I feel really enthusiastic about clapshot now!

other nice to haves would be:

• a way to make "versions" where i can replace a video via drag and drop on top of it
• a way to create anonymous preview links
• a way to share a movie for feedback with multiple users
• a way to add a custom logo to the top

[elonen]

a way to make "versions" where i can replace a video via drag and drop on top of it

This is a rather big feature not likely to happen soon.

a way to create anonymous preview links

This essentially means bypassing the .htpasswd (for htadmin-based deployments), which Clapshot can't do directly as auth happens on Nginx level - by design. I guess the way you could do it is by configuring Nginx to check for a JWT before falling back to .htpasswd, and have Clapshot Server work as a JWT generator/validator for them. "Share this by anonymous link" menu action would then generate the JWT and copy it to clipboard. Not an impossible feature by any means, but would once again raise the administration difficulty level for people not super familiar with Nginx and modern HTTP auth methods. I'll have to think about it.

a way to share a movie for feedback with multiple users

This you can already do. Make user accounts for all the users you want a review from, then share them the link to your video. The way latest-demo-htadmin is configured lets all authenticated users review any video in the system, provided they know the hash. I.e. the hash(/link) of the video is the secret you share with them. Optionally, you can click the "collab" icon at the top of the player an share that link instead. All the simultaneously online reviewers can then share the player, annotate and seek the video. This is meant to be done during a conference call or something.

[elonen]

a way to add a custom logo to the top

The image in Docker Hub now supports this: docker run -e CLAPSHOT_LOGO_URL="https://1000logos.net/wp-content/uploads/2020/09/Hello-Kitty-Logo.png" -e CLAPSHOT_APP_TITLE="Super Cat Videos" --rm -it -p 0.0.0.0:8080:80 -v clapshot-demo:/mnt/clapshot-data/data elonen/clapshot:0.8.0-demo

[zen85]

amazing! thank you. does this also work with the htadmin-demo?
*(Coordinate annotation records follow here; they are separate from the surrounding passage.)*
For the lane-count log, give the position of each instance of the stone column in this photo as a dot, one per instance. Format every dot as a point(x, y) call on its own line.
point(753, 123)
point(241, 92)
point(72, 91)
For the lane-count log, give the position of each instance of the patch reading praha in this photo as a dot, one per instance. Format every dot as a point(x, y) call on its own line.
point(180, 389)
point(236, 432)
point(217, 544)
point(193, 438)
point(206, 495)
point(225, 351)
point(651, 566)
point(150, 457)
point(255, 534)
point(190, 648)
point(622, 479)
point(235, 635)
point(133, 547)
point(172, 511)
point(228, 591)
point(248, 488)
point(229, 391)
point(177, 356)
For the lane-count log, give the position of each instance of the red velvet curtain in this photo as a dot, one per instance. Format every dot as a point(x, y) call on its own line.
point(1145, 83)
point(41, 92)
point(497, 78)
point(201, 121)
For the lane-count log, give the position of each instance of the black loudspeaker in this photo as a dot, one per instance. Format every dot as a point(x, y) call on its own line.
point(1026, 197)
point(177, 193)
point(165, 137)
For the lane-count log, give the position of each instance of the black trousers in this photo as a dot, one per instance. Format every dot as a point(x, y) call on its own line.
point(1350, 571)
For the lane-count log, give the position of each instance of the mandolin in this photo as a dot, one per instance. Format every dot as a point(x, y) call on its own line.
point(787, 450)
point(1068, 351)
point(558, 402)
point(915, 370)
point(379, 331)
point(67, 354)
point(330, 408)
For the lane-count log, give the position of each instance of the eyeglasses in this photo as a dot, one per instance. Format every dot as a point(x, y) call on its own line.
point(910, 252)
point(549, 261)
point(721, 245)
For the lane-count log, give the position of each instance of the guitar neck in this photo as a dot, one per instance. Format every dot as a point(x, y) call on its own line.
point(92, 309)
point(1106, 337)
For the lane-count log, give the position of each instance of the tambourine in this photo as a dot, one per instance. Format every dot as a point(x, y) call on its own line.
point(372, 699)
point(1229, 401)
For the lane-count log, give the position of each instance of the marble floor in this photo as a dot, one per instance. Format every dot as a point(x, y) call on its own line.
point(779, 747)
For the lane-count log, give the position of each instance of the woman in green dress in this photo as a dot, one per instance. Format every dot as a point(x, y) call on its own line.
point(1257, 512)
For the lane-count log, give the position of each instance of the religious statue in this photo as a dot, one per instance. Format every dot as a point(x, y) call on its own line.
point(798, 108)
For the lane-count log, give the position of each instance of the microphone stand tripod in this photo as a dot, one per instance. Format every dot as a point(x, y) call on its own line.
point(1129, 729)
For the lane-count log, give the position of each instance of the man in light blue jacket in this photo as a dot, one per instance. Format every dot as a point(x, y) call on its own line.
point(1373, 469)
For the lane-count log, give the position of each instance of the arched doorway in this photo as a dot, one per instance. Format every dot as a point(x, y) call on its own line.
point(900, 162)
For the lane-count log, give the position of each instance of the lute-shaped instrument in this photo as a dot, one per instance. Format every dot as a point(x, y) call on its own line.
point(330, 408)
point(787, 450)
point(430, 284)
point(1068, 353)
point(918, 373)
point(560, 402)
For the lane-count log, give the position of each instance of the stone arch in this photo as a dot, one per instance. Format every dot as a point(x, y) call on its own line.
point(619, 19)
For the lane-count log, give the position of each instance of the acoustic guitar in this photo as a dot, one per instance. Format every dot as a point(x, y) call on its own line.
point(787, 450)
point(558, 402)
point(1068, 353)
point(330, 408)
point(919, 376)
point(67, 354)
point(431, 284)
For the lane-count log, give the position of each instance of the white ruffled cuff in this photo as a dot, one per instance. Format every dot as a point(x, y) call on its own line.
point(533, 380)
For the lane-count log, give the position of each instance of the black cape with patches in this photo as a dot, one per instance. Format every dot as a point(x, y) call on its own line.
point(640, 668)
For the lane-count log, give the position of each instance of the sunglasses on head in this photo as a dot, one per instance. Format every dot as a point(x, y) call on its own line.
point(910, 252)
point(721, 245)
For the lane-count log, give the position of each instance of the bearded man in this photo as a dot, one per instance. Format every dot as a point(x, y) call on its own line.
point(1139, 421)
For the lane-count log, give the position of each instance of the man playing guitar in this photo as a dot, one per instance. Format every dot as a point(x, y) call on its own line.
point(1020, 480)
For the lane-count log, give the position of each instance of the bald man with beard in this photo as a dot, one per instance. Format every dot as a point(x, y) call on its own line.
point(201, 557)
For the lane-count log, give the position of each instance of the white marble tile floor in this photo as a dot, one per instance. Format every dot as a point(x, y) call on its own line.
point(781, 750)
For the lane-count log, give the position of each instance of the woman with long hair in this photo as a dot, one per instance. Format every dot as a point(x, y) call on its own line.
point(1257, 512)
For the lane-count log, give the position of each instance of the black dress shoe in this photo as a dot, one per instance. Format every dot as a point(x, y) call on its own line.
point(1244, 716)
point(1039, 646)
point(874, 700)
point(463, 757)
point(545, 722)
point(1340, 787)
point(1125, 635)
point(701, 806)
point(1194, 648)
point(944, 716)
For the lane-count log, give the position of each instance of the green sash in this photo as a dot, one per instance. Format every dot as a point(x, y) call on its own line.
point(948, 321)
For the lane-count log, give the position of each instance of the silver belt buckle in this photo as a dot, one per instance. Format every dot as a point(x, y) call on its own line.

another little thing just popped up that would greatly enhance usabilty.: on mobile i cant click a video to watch it while i can drag it around to reorder quite fine. i guess the touch and the click event are handled differently?

I am sorry i write all the little ideas here in this threat which makes it kind of hard for you to track? should i create little issues for such things? consider me a fan!

[elonen]

Thanks, I created a new issue about the mobile browsers. Closing this issue now, but feel free to open new ones.